A: I think you are exactly right. There are a whole host of emotional and cultural reasons a man might have sex with another man and yet not be homosexual or bisexual. I think we use the term MSM because sexual identity is so fluid and complex that it’s a lot more useful to just describe the situation than to try to apply a label that serves no diagnostic or risk-management purpose. As health professionals, it is useful to know if a man has sex with other men; his reasons for doing so are a lot less important in any immediate calculation.
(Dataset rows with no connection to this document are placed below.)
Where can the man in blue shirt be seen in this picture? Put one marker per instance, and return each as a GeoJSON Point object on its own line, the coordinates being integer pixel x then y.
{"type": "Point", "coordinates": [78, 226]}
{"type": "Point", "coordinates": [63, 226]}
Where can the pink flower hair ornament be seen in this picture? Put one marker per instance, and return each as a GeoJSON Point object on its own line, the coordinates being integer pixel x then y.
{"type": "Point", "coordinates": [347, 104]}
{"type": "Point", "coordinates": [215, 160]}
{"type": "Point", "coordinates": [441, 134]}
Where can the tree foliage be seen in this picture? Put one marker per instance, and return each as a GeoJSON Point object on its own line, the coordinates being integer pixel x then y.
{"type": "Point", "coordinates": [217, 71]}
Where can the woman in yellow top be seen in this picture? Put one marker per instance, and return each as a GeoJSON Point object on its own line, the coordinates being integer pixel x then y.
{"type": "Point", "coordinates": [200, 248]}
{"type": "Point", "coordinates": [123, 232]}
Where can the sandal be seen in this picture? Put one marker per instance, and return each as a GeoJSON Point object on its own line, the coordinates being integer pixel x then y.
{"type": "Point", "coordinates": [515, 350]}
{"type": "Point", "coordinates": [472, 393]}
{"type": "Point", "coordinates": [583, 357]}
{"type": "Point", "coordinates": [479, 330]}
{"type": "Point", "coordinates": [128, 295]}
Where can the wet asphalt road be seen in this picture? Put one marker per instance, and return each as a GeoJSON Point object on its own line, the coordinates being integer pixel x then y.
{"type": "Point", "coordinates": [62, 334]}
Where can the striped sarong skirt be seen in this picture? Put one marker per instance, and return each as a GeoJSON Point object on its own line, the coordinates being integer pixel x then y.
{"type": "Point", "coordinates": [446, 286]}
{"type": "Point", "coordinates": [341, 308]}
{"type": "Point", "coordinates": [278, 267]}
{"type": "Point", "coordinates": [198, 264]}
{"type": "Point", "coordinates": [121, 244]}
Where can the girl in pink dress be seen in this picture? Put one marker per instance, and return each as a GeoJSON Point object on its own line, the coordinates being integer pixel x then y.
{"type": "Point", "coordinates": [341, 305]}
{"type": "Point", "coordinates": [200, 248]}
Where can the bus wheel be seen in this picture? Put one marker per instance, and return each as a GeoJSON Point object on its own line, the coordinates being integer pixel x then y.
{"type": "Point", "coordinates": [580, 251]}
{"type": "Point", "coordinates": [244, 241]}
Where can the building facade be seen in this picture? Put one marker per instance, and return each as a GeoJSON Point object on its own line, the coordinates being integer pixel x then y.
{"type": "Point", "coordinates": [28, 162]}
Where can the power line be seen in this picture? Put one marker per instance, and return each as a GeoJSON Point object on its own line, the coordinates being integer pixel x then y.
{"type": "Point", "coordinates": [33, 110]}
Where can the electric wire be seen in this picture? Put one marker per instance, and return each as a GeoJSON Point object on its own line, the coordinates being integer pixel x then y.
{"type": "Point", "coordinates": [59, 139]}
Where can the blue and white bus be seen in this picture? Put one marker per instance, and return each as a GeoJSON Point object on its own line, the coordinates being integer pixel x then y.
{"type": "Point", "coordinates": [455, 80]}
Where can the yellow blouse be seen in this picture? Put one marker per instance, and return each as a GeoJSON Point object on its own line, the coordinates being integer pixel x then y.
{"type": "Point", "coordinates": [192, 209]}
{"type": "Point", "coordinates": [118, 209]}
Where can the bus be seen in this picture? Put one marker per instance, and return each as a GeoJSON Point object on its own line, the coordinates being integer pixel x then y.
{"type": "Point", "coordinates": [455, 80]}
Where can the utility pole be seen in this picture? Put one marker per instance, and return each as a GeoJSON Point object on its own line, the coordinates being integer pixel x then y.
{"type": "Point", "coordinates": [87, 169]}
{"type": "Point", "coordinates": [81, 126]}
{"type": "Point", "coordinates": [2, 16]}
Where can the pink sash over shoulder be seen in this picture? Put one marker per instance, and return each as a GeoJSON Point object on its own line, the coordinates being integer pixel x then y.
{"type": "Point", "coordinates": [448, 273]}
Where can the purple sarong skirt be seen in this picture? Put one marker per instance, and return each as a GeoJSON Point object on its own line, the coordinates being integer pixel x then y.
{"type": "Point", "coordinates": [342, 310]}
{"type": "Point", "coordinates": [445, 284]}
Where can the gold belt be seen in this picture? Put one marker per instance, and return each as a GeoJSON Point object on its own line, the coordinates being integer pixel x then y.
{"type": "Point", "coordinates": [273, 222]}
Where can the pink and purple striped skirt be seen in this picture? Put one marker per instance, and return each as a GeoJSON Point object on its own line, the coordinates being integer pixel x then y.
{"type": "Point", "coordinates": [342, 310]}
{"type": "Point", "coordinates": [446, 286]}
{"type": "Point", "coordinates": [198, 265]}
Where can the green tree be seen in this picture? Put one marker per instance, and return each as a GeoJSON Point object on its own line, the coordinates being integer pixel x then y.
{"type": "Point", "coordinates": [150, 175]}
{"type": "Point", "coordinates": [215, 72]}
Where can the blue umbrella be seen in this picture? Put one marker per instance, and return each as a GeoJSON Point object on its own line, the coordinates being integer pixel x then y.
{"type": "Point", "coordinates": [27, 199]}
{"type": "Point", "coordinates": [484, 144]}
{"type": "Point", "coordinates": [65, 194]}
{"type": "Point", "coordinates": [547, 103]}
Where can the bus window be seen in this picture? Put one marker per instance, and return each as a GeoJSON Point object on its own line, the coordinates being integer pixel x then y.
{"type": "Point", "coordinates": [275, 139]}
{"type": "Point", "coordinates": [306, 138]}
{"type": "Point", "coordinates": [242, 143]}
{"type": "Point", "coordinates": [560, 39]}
There are plenty of reasons a man himself might want a more specific label for his sexuality, but that’s not our business. We just want to provide the best services possible.

Links worth looking at

I am traveling, and I’m not sure what kind of internet access I will have to update. I’m offering up a bunch of interesting links to keep everyone busy in my (possible) absence.

1) The Children of War Rescue Project actually has a dayblog listing day-to-day activities. It is an amazing exercise in transparency, and also a great way for outsiders to learn more about what NGOs do. If you are thinking you’d like to work for an international NGO, just following along the posts is like a mini-internship.

The marketer in me thinks that they could be using this dayblog more for promotional purposes. Right now it doesn’t even have a link to their main project website. They should also explicitly describe it as an exercise in transparency, and have donors look at it to see what they do.

2) Paul Graham on the overlap between nonprofits and companies. I am consistently impressed by his ideas, and this is a great think piece on what makes a company and what makes an nonprofit. I have long held that the major difference between an international NGO and a company is tax status and no more. It is interesting to see someone else’s similar take.

3) Soap operas changing family size in Brazil. This article makes me twitch in different directions. On the one hand, it justifies the educational soap operas I used to help produce. On the other hand, what kind of unintended effects is TV having on our society? Since almost none of it is designed to do anything good. In fact it seems to me designed to make us meet more junk food and buy stuff…maybe I don’t have to just wonder what effect it is having.